June 18, 2010

The Keaton Shorts: 1920--Neighbors


Neighbors

Relocating Romeo & Juliet to the urban slums, Keaton is in love with the girl next door but the parents are against it. Buster’s real life father, Joe Keaton plays his dad in the two-reeler and they recreate many of their routines from the vaudeville stage. One such gag occurs when Buster gets his head stuck in the mud and his father tugs at his legs and steps on his arms while trying to unplug his screw-up son from the muddy hole.

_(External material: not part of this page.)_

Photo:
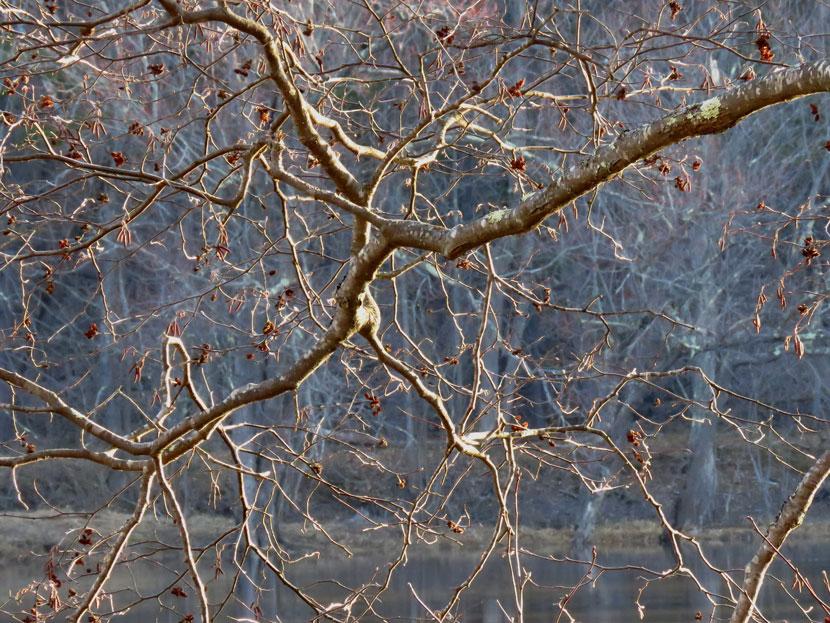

I view this short as something of a transition between Keaton the vaudevillian and Keaton the filmmaker. While Neighbors relies heavily on Buster’s acrobatic skills in displays which were clearly devised first and material was cobbled together around them, there are also touches of his mechanical creativity such as when Buster nails a wooden plank on the fence that pivots to hit whomever passes from yard to yard.

The short is also noticeably for a gag which comments on race relations. His face blackened from the muddy ditch, Buster is singled out by a suspicious policeman. When he’s able to wipe half of his face clean, the policeman (who sees Buster in profile) leaves him alone. Buster then turns to face his “black” side towards the cop who instantly accosts him. Keaton also had gags about race relations in Seven Chances and featured a newlywed African American couple in The Navigator.

Ultimately, the feuding families take their grievances to court where the always-inventive Buster takes advantage of his officious surroundings to marry the neighbor girl, played by BK Studios newcomer Virginia Fox (she'd go on to star in more Keaton shorts than any other leading lady.) The couple has to sneak back to their houses to gather their belongs and elope, which is where the film’s final acrobatic routine comes in. Performing a three-man pyramid stunt (with each man standing on top of the others’ shoulders), Buster is able to “walk” from house to house, collecting the couples’ belongs while avoiding their incensed fathers and making a daring escape out the window.

Neighbors is not one of Keaton’s classic short films, but it is a sharp, lively and consistently entertaining display of the Buster’s prowess as a physical comedian.